I have put rugby in its proper place in life, one which opens up many opportunities to see the world. Men’s rugby in Gala or Heriots or Boroughmuir might have been a higher standard, bigger hits – without a doubt. But it wouldn’t have been that far out of my comfort zone. But give me a team of boys my own age, many of them French junior internationalists, good guys and take me to Clermont or Bourgoin or the hated Stade Francais any day.

Whether I want rugby to become my life is unclear to me. Maybe that says a lot in itself and gives an indication. I’m glad I’m going to university where I’ll get the chance to continue my rugby to a high level if I wish. I have learnt a lot from my Fijian friends this year, one is Isaiah 40:31 but the other is “you just got to do what’s best for you, bro”.

Writing the blog has been hugely enjoyable, very cathartic and has maybe led me down a road that I might want to pursue. It’s nice that people read it and let me know that they enjoy it. Hopefully I can get it printed up or something along those lines. Get in touch if you want a copy.
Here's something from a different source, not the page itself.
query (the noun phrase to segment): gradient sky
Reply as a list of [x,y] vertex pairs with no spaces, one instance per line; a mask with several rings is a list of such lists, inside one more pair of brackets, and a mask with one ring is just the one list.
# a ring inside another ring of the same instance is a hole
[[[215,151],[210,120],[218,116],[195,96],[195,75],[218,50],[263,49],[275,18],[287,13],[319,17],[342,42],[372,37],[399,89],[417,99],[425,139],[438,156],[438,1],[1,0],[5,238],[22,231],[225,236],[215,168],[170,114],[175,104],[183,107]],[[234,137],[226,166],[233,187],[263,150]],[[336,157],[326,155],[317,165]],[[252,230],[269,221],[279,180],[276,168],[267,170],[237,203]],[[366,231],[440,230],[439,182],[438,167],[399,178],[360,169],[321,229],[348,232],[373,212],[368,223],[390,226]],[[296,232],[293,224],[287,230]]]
Thanks to all those at Racing Metro 92 for giving me this opportunity in the first place, Racing Club de France, all those who I played and trained with, those who coached me and put up with me, those who put me back together, my flatmates who history will record as being complete pricks, all those who sent me a text or an email – you have no idea how much it probably lifted my mood, and my family who put up with endless skypes along with putting up with so much else.

Hemingway did write: “If you are lucky enough to have lived in Paris as a young man, then wherever you go for the rest of your life it stays with you, for Paris is a moveable feast.” I left Charles de Gaulles Airport two days ago with a stiff ankle, a sense of satisfaction and a sense of immense relief, but already I think he may be right.